OIL+WATER
The projects investigate two crucial resources of the Texas Coast: Oil and Water, and their relationship to the natural, cultural, and built environment.
Both oil and water have been a premise for settlement and a motor for growth in the coastal landscape of South Texas. Following the end of the United States oil export embargo from 1975, the late oil-boom of 2016 once again brings economic growth but also environmental challenges to the region.
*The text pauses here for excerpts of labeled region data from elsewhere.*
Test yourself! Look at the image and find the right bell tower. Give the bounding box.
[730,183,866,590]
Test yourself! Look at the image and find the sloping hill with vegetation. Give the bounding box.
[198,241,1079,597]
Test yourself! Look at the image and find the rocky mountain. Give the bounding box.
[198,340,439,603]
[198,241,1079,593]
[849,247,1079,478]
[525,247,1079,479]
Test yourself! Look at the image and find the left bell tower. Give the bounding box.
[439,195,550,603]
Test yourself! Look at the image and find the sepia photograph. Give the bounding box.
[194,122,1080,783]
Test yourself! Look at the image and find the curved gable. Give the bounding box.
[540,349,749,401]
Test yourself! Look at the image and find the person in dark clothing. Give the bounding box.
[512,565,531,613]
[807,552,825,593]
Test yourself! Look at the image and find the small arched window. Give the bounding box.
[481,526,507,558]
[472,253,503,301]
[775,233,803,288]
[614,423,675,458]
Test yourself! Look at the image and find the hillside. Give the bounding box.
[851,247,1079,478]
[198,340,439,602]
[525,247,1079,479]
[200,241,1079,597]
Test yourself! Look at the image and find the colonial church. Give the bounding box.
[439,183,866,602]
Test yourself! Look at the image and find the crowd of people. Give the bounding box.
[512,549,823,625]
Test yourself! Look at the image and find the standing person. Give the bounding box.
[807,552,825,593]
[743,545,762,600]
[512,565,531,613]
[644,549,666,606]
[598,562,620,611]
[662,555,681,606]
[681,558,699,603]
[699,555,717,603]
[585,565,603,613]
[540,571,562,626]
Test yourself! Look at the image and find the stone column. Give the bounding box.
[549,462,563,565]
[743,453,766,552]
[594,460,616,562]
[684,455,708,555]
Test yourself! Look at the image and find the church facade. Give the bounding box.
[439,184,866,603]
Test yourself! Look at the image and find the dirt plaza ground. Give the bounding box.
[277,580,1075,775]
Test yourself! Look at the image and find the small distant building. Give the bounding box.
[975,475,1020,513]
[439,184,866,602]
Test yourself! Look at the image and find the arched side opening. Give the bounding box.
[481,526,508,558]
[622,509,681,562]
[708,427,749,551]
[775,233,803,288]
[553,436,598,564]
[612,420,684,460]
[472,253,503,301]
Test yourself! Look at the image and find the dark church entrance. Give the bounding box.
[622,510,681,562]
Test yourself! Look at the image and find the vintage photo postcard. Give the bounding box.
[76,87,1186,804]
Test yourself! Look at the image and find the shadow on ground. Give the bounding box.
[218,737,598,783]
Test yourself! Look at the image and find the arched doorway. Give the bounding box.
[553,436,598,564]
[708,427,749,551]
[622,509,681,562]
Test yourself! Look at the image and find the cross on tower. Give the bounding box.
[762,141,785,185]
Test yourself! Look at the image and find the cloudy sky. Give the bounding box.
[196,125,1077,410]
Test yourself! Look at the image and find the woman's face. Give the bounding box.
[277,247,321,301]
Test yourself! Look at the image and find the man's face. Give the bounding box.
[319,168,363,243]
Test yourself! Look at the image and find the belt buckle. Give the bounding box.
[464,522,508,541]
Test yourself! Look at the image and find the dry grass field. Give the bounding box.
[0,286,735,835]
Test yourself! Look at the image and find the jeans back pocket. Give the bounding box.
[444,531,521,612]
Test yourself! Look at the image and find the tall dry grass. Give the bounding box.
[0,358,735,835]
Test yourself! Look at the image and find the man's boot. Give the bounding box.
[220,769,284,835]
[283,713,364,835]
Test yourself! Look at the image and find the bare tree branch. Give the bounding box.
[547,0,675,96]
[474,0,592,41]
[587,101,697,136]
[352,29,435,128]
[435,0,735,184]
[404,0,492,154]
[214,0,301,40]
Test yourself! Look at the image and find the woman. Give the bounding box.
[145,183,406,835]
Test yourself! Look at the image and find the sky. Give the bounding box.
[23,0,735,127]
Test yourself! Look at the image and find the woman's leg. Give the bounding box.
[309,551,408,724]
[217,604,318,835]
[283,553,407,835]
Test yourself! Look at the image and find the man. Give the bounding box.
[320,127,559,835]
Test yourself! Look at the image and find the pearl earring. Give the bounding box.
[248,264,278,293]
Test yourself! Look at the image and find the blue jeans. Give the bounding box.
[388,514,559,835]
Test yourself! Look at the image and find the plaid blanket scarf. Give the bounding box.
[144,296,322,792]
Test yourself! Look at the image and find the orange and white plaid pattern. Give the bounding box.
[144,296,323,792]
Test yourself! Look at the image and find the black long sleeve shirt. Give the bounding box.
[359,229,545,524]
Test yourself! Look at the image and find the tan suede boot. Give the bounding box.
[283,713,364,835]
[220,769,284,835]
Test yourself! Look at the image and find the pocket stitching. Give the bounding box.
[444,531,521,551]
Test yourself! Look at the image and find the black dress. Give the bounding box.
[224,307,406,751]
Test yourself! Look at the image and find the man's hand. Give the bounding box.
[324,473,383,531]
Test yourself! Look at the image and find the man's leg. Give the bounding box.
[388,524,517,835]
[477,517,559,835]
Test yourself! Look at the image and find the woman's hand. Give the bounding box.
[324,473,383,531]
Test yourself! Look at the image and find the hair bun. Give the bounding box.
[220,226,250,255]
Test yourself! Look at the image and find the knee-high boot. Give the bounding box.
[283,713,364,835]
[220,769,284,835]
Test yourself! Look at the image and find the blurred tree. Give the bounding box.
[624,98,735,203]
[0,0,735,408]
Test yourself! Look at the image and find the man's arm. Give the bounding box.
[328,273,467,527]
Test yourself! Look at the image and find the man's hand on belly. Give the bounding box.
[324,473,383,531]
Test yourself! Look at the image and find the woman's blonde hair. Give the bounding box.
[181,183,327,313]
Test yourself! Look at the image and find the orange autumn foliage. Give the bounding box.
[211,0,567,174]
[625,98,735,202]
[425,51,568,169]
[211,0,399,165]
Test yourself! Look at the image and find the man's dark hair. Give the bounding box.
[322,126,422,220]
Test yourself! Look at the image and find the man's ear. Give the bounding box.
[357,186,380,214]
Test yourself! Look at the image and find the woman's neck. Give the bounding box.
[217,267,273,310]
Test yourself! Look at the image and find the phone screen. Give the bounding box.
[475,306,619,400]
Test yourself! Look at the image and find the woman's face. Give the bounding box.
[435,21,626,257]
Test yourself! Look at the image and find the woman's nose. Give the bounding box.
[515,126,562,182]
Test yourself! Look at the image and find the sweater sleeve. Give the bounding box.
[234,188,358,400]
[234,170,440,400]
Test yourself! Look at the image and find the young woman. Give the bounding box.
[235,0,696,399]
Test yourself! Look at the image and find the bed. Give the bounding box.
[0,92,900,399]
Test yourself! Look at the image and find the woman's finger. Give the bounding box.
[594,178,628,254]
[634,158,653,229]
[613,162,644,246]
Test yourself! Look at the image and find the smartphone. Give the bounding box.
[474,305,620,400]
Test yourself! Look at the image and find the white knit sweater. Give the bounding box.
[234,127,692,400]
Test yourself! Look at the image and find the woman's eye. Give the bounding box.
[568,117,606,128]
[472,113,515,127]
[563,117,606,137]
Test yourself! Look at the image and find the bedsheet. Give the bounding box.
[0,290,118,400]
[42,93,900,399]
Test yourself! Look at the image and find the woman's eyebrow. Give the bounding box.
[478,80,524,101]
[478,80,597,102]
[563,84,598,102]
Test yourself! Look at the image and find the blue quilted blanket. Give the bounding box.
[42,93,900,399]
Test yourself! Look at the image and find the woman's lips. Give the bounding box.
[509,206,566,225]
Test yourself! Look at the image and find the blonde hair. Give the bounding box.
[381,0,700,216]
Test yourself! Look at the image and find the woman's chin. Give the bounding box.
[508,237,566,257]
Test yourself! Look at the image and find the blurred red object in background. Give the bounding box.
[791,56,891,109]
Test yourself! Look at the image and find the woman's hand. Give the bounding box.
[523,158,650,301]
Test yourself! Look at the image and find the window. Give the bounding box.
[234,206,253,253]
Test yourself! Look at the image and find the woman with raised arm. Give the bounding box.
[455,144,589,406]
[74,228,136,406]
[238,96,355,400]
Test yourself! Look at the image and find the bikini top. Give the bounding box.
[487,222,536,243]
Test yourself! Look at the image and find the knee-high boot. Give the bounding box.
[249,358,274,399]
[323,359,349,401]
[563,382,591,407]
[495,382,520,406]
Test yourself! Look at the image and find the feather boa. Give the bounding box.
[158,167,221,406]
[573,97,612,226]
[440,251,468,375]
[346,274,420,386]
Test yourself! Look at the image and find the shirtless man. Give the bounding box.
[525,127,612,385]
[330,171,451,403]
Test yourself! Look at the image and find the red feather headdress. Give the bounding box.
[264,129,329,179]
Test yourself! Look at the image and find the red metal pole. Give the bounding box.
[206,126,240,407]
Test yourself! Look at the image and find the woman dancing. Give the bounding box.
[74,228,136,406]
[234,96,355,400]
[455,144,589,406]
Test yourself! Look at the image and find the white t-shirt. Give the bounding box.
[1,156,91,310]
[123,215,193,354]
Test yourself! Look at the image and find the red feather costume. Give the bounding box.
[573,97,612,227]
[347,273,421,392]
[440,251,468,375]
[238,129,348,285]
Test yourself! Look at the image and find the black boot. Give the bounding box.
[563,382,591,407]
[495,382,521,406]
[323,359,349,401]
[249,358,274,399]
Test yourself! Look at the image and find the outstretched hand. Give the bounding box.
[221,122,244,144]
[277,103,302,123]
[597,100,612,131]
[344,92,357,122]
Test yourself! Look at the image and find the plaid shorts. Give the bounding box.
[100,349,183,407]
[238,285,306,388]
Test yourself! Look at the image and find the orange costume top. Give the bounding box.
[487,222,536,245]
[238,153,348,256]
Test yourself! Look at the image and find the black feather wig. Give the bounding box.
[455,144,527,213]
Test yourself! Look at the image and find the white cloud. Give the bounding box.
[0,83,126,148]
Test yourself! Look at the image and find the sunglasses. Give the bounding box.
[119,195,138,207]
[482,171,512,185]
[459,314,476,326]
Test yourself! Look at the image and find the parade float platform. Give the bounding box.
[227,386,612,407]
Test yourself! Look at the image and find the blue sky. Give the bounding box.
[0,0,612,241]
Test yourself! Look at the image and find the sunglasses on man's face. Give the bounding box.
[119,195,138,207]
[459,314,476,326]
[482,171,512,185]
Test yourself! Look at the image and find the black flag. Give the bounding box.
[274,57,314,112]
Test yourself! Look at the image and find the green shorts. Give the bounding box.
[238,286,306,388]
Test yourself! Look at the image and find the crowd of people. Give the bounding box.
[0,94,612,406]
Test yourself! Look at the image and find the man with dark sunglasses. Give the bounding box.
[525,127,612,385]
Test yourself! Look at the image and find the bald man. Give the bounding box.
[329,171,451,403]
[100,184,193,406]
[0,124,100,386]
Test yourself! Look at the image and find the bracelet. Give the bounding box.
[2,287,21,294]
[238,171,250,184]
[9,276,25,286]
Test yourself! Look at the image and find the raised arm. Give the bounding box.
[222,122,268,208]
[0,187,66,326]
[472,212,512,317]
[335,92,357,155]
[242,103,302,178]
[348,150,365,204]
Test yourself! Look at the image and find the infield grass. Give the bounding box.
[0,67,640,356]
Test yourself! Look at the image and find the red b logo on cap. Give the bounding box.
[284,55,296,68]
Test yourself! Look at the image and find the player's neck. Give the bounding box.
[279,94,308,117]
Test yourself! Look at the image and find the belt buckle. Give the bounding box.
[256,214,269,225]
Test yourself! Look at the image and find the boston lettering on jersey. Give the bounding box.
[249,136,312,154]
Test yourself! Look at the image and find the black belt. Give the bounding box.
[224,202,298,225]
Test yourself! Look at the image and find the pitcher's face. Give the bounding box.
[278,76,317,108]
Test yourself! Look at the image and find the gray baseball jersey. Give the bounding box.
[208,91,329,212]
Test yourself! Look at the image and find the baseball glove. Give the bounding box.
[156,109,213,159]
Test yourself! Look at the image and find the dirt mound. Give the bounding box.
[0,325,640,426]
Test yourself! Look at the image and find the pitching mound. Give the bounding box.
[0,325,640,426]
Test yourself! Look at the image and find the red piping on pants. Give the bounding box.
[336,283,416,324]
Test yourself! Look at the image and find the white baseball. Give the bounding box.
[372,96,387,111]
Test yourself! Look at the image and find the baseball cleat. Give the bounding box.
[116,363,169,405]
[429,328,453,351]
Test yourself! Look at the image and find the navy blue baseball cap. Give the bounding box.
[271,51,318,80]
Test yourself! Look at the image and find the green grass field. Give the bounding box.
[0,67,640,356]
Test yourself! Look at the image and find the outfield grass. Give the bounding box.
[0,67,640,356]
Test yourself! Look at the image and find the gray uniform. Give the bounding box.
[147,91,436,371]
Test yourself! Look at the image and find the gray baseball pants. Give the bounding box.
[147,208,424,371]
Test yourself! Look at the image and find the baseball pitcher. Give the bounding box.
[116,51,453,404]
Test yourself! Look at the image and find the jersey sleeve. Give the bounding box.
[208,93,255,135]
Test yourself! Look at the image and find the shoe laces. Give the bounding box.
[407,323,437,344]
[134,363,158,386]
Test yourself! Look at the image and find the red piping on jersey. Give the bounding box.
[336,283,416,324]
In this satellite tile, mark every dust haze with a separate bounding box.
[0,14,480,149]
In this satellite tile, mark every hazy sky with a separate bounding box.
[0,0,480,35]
The Epoch of the Anthropocene, the impact of human activity on the climate, is visible. The Texas coast and its petrochemical industry have generated a new landscape: a landscape of oil and water. While water used to be a premise for settlement all over the world, it became a resource, equally crucial for petrochemical processing as for their distribution around the globe. The geopolitical impact of Texas oil, logistically distributed though the Texas coast, is huge. With well over one million barrels of oil products exported per day, Texas now produces more oil than Iran or Iraq. The late oil-boom of 2016 is a fundamental parameter in the (re)formation and
(re)industrialization of Texas’ coastal landscape.
/ VISION
Resilient (city) landscapes balancing oil and water ecologically, culturally, and economically.
/ MISSION
Committed to knowledge, we develop inclusive future scenarios based on progressive design, research, and community input.